Для чего это упражнение?

Данный навык помогает и при игре кантилены и при игре быстрых произведений. Часто бывает, что при игре, например, 16ых в быстром темпе исполнитель в момент смены меха съедает одну, а то и две ноты. Причина та же - вялая смена меха. Рекомендации, данные выше, могут помочь и в этом случае.


----------



## Игорь Гребёнкин (14 Окт 2015)

Уфимское училище искусств


----------



## Игорь Гребёнкин (16 Окт 2015)

Надеюсь, что-то из моих советов вам пригодится


----------



## qwark (16 Окт 2015)

Уважаемый Игорь Гребенкин, а вы  могли бы снять это на видео? По текстовому описанию трудно понять принцип


----------



## Игорь Гребёнкин (16 Окт 2015)

Если только попозже. Сейчас занимаюсь подготовкой к конкурсу. Напомните мне в январе


----------



## vater (18 Окт 2015)

Техническое решение для незаметной смены меха, к баяну подключается компрессор: http://www.youtube.com/watch?v=Hw8l8DDBAjU#t=67


----------



## vev (18 Окт 2015)

Цитата:


> *vater  писал:*
> Техническое решение для незаметной смены меха, к баяну подключается компрессор: http://www.youtube.com/watch?v=Hw8l8DDBAjU#t=67


А если с этим объединить, то мы вообще не нужны  


[SPOILER="


----------



## qwark (18 Окт 2015)

Смешно!)


----------



## Игорь Гребёнкин (18 Окт 2015)

vater писал:


> Техническое решение для незаметной смены меха, к баяну подключается компрессор: http://www.youtube.com/watch?v=Hw8l8DDBAjU#t=67


Ну это несерьёзно конечно. А крещендо диминуэндо как делать, а акценты мехом и так далее?


----------



## vev (19 Окт 2015)

*Игорь Гребёнкин*,

да это мы прикалываемся


----------



## vater (19 Окт 2015)

А если "*это несерьезно*", как заметил уважаемый Игорь Гребёнкин, то существует ли в опыте баянистов проблема недостаточно большого объема "легких" баяна?
То есть, можно ли рассматривать как функциональную проблему конструкции баяна:
1. неоправданно уменьшенный объем меховой камеры (можно было бы увеличить на 2-3 литра?) Даст ли это результат, если увеличить объем меховой камеры не за счет меха, а за счет величины правого полукорпуса? 
2. и вообще почему у наших непрофессиональных баянов такая плохая компрессию меха?


----------



## vev (19 Окт 2015)

vater (19.10.2015, 09:08) писал:


> почему у наших непрофессиональных баянов такая плохая компрессию меха?

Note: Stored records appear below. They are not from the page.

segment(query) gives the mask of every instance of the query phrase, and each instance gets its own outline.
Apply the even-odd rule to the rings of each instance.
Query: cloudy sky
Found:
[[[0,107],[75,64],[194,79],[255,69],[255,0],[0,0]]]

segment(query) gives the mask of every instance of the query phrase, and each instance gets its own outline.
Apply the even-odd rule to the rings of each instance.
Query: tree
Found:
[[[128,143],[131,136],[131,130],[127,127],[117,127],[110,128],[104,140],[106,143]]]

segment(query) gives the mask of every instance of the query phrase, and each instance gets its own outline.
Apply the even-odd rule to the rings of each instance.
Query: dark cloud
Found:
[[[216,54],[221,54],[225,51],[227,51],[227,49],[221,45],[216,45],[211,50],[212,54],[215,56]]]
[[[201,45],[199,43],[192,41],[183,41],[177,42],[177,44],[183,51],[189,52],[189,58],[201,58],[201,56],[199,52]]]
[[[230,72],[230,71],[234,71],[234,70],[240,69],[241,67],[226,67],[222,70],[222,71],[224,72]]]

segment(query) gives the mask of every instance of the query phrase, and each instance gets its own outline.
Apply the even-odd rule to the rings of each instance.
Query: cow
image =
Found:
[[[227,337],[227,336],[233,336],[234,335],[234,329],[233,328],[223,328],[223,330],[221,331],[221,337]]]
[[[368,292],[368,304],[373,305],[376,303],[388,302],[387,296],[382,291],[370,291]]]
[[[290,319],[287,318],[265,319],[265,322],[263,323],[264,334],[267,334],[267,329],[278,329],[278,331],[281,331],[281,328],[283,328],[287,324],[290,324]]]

Только следует, наверное, говорить не о "компрессии меха", а о компрессии всего инструмента.  Да и не компрессия это вообще. Компрессия - это то, как инструмент "держит" воздух. Поднимаете за правый полукорпус и смотрите, как быстро мех "распадается". Здесь и клапаны и мех. ..
Ну а расход при игре хотя бы по причине низкого качества голосов: зазоры между язычком и планкой величиной с кулак и часть воздуха проходит, не выполняя никакой полезной работы. А качество голосов есть в том числе и функция цены: чем дешевле инструмент, тем больше всего делается автоматом практически без участия человека.


----------



## glory (19 Окт 2015)

1. Результата не даст никакого...
2. Чтоб не рвали меха по пьяне, например когда хоронят тещу....


----------



## Игорь Гребёнкин (21 Окт 2015)

vater/ писал:


> А если "*это несерьезно*", как заметил уважаемый Игорь Гребёнкин, то существует ли в опыте баянистов проблема недостаточно большого объема "легких" баяна?
> То есть, можно ли рассматривать как функциональную проблему конструкции баяна:
> 1. неоправданно уменьшенный объем меховой камеры (можно было бы увеличить на 2-3 литра?) Даст ли это результат, если увеличить объем меховой камеры не за счет меха, а за счет величины правого полукорпуса?
> 2. и вообще почему у наших непрофессиональных баянов такая плохая компрессию меха?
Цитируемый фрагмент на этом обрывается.